Given the implications of the date, Sept. 11, Williams urged participants to pray for the Mountain Meadows victims as well as those who perished in the 2001 terrorist attacks on the United States and those who have died in the war in Iraq.

The Mountain Meadows massacre, he said, was "the Cherokee 9-11."

Williams walked haltingly up a hill where a stone marker is engraved with the names of the Arkansans. He smoked a wooden pipe, prayed and offered tobacco, which he believes helps him communicate with the Creator. Someone else offered a flute song. Another sang a hymn.

Spiritual leaders from other Utah tribes, including one from a Paiute band and Bob Taylor Sr., a Northern Ute spiritual leader who serves the Salt Lake Valley, also joined the ceremony.

"The people who were traveling here, this is where they reached the end of their journey," Taylor said in a prayer Friday evening. "We want no guilt, no blame. Those people are in the spirit world."

Vickey Varney, a descendant of John D. Lee, the only man convicted and executed for his role in the massacre, attended Saturday's ceremony. "I came out because this place needs to be healed," she said.

Her great-great grandfather didn't commit the massacre alone, she said, and the descendants of all those involved need to find a way to respect one another and their beliefs. "We could become one and help each other with our grief," she said.

Williams says the spirits of three entities, the Paiutes, the victims and the Mormons involved in the massacre, won't rest until the modern-day descendants of all those involved make peace.

"Until that happens, these spirits will be clashing heads," he said.

But Glen Barrus, also a Cherokee, said the event was not in vain.

"To do nothing is the worst thing we can do," he said. "We've accomplished something.

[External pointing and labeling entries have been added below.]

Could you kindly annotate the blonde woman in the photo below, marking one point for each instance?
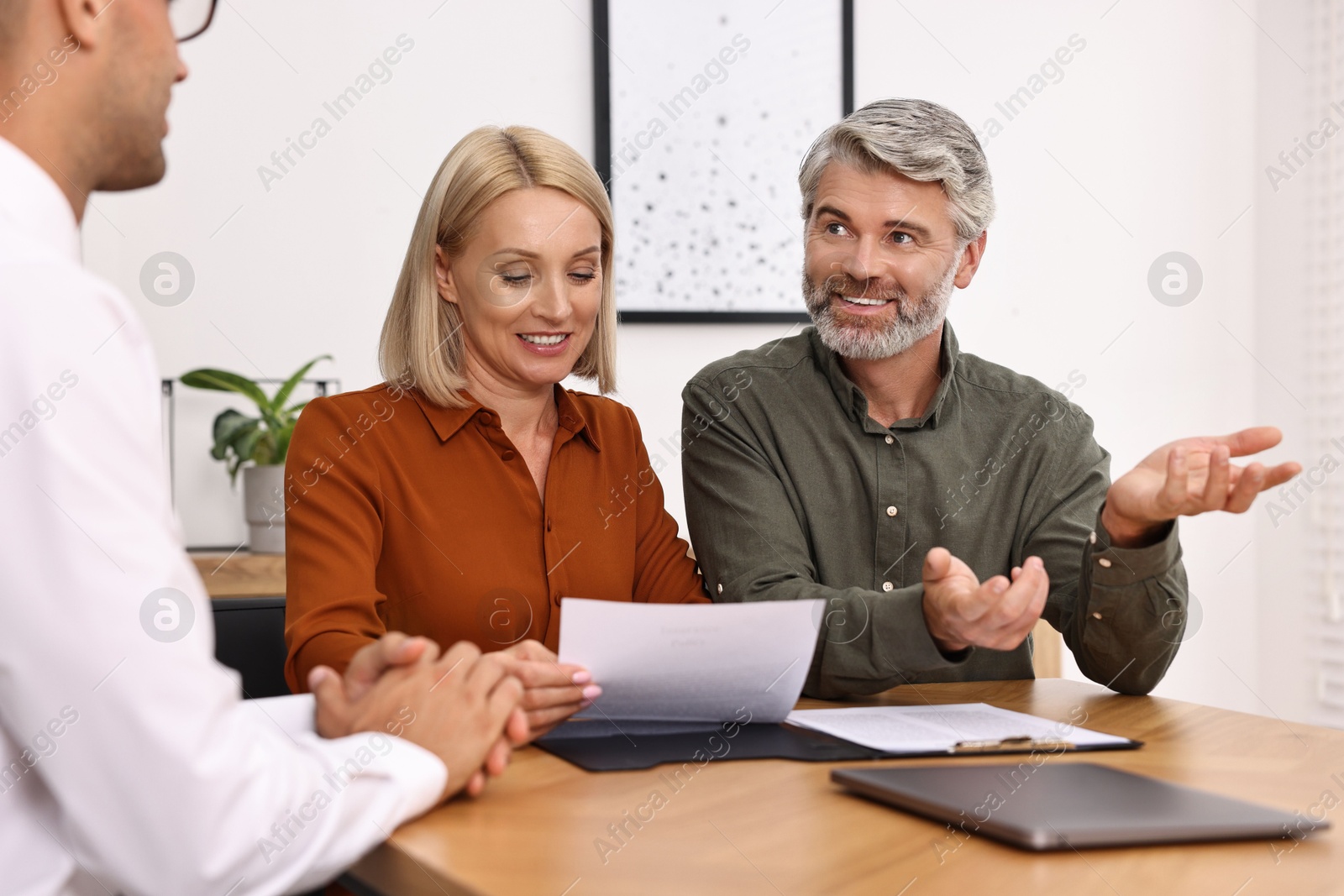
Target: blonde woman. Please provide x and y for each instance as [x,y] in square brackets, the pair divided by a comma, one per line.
[465,496]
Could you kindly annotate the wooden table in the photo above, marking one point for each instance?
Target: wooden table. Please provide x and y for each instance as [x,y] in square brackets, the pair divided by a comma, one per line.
[239,574]
[776,828]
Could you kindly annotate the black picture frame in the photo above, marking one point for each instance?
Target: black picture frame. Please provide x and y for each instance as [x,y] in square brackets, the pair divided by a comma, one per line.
[602,149]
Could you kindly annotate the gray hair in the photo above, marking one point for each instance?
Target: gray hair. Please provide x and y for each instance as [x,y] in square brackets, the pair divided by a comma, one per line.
[913,137]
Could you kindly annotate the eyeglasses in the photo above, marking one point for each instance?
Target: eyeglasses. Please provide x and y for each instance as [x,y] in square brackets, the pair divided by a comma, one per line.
[190,18]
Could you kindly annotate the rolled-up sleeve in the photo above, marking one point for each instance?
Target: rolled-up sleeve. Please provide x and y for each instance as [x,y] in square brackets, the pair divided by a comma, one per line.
[333,539]
[1120,610]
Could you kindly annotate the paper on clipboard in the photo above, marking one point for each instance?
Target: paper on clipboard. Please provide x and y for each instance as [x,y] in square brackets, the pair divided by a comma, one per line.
[692,661]
[945,728]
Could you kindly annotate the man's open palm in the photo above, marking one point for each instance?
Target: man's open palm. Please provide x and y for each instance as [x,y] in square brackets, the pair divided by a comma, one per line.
[1193,476]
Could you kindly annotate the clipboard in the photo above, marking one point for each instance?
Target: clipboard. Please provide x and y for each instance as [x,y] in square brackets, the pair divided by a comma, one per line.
[605,745]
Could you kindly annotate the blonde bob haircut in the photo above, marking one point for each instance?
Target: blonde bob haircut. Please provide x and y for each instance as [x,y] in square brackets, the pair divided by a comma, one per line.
[423,345]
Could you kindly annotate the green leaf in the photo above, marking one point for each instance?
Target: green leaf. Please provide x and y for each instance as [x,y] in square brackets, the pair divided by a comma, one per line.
[235,438]
[282,396]
[225,382]
[228,426]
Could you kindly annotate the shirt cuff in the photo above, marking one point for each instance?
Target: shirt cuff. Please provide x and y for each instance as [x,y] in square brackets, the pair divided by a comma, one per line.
[418,773]
[1119,567]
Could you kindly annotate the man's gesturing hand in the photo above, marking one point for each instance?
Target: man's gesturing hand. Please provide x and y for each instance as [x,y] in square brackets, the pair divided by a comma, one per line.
[961,611]
[1189,477]
[463,707]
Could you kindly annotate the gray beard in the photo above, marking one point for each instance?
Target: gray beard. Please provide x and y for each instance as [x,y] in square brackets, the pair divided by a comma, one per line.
[860,338]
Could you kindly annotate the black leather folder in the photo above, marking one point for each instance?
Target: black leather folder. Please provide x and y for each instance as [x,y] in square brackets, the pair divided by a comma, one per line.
[601,745]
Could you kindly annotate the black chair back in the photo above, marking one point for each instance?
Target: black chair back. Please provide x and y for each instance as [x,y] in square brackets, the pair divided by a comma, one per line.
[250,637]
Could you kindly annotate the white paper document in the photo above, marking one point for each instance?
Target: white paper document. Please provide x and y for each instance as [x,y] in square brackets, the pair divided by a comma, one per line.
[692,661]
[931,728]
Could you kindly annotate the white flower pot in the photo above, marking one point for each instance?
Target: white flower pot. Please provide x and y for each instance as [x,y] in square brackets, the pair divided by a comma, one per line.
[264,508]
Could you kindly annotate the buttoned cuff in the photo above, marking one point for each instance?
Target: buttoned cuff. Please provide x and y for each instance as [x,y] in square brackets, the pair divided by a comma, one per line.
[1119,567]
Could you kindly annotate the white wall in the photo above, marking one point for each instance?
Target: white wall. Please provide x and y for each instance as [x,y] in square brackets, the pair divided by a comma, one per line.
[1147,144]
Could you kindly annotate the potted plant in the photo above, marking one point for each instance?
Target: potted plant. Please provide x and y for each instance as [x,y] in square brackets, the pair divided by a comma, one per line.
[259,443]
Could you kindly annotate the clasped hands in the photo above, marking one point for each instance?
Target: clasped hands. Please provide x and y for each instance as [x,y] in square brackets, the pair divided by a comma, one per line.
[1180,479]
[465,707]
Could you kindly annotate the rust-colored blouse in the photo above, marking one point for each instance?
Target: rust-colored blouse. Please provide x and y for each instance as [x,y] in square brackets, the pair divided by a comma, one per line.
[407,516]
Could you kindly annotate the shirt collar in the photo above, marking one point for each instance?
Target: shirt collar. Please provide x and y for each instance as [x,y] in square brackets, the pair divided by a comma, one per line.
[33,203]
[857,405]
[448,421]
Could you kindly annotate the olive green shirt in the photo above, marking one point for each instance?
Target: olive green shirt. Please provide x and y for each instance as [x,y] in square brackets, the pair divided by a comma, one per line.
[793,492]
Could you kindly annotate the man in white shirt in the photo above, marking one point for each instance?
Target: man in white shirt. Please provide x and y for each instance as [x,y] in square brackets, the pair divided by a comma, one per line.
[129,765]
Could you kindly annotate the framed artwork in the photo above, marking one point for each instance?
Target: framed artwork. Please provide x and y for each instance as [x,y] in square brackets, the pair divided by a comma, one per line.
[703,112]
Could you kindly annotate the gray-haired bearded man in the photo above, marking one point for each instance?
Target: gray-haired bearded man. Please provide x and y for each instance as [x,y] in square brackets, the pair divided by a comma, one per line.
[940,504]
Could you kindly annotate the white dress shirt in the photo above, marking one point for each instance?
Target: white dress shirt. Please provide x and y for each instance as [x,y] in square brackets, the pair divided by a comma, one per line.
[131,765]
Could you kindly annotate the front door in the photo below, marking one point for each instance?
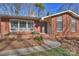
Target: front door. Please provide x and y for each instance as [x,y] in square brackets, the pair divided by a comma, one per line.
[43,27]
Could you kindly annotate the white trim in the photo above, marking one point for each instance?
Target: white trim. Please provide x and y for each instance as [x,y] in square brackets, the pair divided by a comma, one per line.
[69,11]
[19,24]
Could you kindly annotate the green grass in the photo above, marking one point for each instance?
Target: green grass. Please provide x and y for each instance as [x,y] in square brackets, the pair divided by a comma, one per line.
[55,52]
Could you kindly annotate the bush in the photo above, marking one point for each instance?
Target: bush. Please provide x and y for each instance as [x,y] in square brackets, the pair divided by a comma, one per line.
[39,38]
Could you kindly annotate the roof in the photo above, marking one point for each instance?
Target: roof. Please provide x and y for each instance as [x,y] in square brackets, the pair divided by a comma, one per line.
[68,11]
[20,17]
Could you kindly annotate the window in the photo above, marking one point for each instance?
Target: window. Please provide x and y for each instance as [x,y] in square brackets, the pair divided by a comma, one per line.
[59,24]
[73,26]
[14,26]
[21,26]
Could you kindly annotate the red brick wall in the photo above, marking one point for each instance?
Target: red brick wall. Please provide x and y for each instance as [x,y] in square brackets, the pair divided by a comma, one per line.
[4,25]
[37,26]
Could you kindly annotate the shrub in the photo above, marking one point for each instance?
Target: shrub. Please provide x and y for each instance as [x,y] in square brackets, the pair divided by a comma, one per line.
[39,38]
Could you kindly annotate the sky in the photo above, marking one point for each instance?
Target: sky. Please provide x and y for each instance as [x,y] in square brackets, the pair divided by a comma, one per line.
[52,7]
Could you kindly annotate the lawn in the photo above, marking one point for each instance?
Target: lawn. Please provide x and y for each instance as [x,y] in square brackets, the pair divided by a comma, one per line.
[55,52]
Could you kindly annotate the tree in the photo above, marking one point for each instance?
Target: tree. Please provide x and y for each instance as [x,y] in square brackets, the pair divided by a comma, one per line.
[40,8]
[69,6]
[19,8]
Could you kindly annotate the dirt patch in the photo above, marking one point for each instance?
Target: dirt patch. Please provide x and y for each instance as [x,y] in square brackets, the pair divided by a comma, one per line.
[70,43]
[8,44]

It'll help."

No one wanted to upset the descendant groups, Barrus said.

But Lynn-Marie Fancher, secretary of the Mountain Meadows Association, said earlier that the Indian ceremonies would amount to desecration of her ancestors, none of whom were Cherokees.

Such disagreements worry Clint and Suzanne Lytle, who own the nearby Mountain Meadow Ranch and once cared for the scattered monuments in the area.

The Lytles said they wished the bucolic landscape they call home can one day be thought of as a place of peace. But it seems that every effort to bring closure creates another schism.

"You can heal in more than one way," said Suzanne Lytle, who attended the Friday ceremony with her husband and their two children. "I'm hoping something like this will let go of that spirit of contention, let it go, out of respect for those who died here."